Da qualche anno nutro per i roguelike una certa passione: a loro ho già dedicato un post in passato, nel quale indico, tralaltro, gli esponenti più caratteristici del genere.

Perchè proprio un roguelike?

Esporre le motivazioni che mi hanno portato a questo punto è un compito che posso assolvere solo parzialmente. Da una parte pesa la mia nascita come videogiocatore, nei primi anni ‘80, e l’assistere all’evoluzione grafica dei giochi. Sono partito, come tanti altri della mia generazione, da un livello di grafica a dir poco minimale, e se trent’anni dopo il mio senso estetico può considerarsi appagato da un livello di dettaglio che tempo fa avrei solo potuto sognare, so istintivamente che devo dare un’occhiata dietro le quinte per capire effettivamente “quanto” gioco c’è. E’ un modo di pensare che ha ricevuto una forte spinta dalla nascita del concetto di modding, nel momento in cui un gioco finisce per essere un’entità unica per venire destrutturato in motore di gioco e plug-in grafico/meccanico/stilistico, ed è lo stesso che applico nell’analisi dello sviluppo dei miei progetti – ma di questo parlerò dopo.

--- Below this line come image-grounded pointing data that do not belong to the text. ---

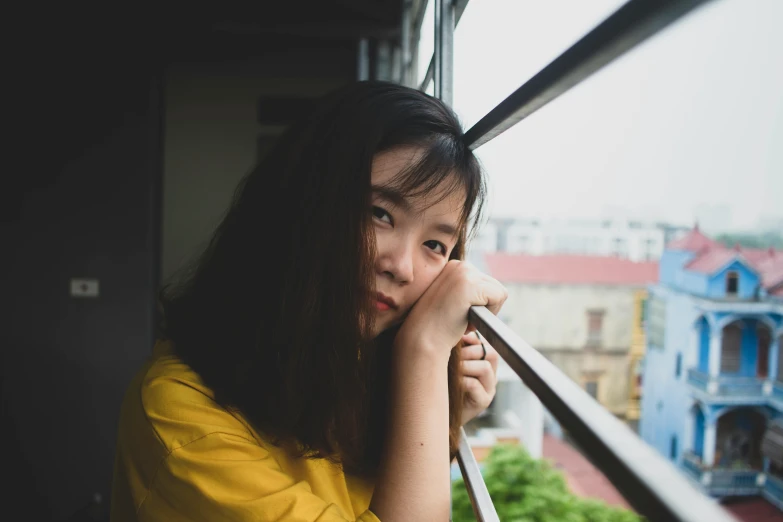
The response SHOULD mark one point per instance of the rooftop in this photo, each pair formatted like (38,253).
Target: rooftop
(570,269)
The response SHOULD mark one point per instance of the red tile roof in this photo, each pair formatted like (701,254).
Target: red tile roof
(713,259)
(711,256)
(584,479)
(568,269)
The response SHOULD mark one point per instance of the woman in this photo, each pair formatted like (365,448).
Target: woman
(316,364)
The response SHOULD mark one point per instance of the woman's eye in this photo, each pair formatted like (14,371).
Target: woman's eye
(436,246)
(381,214)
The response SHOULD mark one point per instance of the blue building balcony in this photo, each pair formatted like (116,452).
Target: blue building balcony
(773,491)
(722,482)
(728,389)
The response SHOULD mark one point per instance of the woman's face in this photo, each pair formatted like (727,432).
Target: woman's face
(414,237)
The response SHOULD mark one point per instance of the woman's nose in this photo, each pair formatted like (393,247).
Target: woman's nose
(396,262)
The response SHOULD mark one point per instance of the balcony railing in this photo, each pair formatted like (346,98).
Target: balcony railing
(777,391)
(650,483)
(723,481)
(727,387)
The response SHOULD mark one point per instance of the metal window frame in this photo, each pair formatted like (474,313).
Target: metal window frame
(649,482)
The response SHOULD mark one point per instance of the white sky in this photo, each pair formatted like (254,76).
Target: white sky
(687,126)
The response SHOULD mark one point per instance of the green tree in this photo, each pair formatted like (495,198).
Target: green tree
(525,489)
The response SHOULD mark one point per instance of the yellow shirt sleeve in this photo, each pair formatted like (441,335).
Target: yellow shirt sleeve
(225,477)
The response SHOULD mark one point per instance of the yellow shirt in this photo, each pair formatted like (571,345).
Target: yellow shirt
(181,456)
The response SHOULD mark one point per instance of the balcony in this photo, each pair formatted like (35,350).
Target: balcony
(721,482)
(726,389)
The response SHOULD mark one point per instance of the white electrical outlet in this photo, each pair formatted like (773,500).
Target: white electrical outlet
(84,287)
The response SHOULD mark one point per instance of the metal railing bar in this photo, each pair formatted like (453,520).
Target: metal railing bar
(459,8)
(483,508)
(652,485)
(627,27)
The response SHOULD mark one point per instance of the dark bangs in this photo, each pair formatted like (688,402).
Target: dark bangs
(274,315)
(446,167)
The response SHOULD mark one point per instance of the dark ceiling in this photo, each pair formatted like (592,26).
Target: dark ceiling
(77,72)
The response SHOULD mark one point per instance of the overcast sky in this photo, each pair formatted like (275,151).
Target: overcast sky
(687,126)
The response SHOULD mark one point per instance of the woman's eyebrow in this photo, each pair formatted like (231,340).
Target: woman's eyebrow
(393,196)
(446,228)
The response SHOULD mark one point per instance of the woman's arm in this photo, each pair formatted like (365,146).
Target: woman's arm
(414,477)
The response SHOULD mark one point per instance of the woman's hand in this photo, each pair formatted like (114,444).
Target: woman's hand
(439,318)
(479,377)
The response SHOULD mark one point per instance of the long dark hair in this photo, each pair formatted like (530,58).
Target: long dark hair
(276,314)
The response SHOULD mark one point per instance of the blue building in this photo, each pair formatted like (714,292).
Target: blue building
(713,371)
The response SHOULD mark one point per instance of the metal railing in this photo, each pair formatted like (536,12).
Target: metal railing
(650,483)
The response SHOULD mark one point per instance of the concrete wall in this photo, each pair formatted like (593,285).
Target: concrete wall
(553,319)
(555,316)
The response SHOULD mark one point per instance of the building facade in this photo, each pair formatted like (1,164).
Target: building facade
(579,312)
(636,357)
(626,239)
(712,368)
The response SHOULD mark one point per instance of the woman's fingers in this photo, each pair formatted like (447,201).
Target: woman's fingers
(477,398)
(473,350)
(483,372)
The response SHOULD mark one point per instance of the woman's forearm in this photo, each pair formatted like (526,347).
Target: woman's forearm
(414,478)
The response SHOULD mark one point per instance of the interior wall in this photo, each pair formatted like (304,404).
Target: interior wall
(66,360)
(212,136)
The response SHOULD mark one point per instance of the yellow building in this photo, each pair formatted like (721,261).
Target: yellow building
(636,355)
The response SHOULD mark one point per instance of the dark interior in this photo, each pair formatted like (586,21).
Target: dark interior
(84,198)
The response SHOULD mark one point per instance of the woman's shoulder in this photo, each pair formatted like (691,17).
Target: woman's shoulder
(176,404)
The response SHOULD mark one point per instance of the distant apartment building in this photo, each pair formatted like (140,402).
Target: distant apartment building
(625,239)
(713,396)
(579,312)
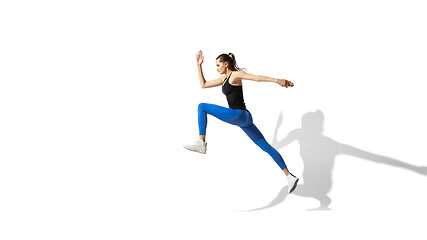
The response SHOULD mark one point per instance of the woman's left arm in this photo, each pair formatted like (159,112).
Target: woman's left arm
(258,78)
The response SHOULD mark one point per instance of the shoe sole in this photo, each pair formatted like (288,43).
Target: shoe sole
(195,150)
(294,186)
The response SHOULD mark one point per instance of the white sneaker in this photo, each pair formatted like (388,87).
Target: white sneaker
(199,146)
(292,182)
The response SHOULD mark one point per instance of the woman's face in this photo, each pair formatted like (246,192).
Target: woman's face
(221,67)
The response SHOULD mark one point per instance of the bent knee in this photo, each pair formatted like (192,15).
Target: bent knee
(201,107)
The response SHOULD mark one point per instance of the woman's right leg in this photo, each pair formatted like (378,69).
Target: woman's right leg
(222,113)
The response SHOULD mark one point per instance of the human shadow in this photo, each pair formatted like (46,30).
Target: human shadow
(318,153)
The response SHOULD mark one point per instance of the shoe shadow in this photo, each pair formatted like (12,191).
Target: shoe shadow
(318,153)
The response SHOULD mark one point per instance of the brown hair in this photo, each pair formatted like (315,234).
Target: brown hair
(231,59)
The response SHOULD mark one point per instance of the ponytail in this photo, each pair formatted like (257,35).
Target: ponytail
(231,59)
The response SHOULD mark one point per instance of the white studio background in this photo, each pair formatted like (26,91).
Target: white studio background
(98,97)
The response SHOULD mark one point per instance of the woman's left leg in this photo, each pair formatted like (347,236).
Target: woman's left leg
(256,136)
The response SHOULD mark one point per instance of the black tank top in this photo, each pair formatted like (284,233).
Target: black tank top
(234,95)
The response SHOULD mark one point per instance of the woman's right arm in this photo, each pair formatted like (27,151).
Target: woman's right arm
(203,83)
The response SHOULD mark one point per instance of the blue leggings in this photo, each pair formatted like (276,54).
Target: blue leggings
(240,118)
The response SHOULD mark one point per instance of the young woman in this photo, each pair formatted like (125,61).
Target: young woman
(237,114)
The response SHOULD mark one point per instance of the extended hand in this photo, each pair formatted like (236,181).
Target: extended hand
(285,83)
(199,57)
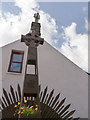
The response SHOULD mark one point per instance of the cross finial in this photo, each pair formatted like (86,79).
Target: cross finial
(37,17)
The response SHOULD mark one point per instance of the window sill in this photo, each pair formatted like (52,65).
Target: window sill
(14,73)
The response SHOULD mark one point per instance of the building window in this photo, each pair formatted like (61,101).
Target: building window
(16,61)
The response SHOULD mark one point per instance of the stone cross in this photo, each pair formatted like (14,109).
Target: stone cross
(37,17)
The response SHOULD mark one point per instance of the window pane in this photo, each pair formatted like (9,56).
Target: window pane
(15,67)
(17,57)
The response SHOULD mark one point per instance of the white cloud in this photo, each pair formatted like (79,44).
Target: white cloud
(84,9)
(12,26)
(75,46)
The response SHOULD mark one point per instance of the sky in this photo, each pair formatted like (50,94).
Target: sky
(63,24)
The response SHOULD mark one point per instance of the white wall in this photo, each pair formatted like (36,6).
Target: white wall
(65,77)
(55,71)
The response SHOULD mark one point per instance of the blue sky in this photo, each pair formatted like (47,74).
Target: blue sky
(65,16)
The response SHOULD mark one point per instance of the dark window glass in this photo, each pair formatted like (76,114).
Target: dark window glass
(16,62)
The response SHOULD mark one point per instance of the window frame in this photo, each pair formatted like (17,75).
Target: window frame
(11,58)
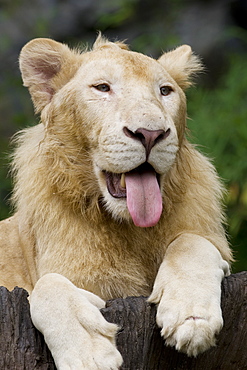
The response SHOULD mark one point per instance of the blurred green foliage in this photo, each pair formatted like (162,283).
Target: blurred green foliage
(218,114)
(219,125)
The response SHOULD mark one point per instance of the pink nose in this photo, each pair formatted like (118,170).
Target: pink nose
(148,138)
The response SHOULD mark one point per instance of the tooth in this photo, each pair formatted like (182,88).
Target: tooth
(122,181)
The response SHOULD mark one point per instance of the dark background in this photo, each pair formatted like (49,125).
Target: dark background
(217,107)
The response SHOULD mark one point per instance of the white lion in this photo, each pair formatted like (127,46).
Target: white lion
(111,201)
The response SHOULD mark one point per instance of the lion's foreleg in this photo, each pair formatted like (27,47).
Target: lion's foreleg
(76,333)
(188,292)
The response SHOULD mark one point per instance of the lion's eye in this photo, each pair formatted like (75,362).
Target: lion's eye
(102,87)
(165,90)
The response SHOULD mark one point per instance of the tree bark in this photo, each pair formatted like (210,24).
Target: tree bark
(139,341)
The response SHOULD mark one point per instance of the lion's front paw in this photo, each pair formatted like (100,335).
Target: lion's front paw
(189,333)
(92,351)
(74,329)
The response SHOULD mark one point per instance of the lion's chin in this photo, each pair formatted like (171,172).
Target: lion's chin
(140,187)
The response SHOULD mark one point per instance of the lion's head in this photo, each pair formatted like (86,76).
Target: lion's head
(114,114)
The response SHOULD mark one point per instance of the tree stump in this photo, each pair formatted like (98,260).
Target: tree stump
(139,341)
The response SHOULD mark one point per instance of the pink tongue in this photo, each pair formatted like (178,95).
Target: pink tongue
(144,199)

Lasciando stare le considerazioni più intime ed emotive, ci sono anche un paio di fattori decisamente più oggettivi per la scelta di questo genere: ad esempio,la possibilità di trascurare il lato grafico permette di concentrarsi sul cuore del gioco, sulle meccaniche da implementare e sulle interazioni possibili all’interno del gameplay.
Consideriamo inoltre che un gioco a turni permette di organizzare in maniera migliore l’analisi e la reazione del gioco all’intervento del giocatore, in quanto due stati separati che agiscono separatamente. Potremmo paragonare (con qualche lieve attrito) un roguelike ad una partita scacchi, enormemente più complessa, nella quale non ci sono limiti di tempo per scegliere la propria mossa.

Ma più di tutto, programmare per conto proprio è un metodo per fare esperienza, per sperimentare tecniche o soluzioni alternative che magari non è possibile implementare sul posto di lavoro (per chi, come me, lavora pure nello stesso linguaggio), per entrare in uno stato mentale più consono allo sviluppo. Ed alle volte può essere anche rilassante, com’è sempre fare qualcosa che è in linea con i nostri interessi personali.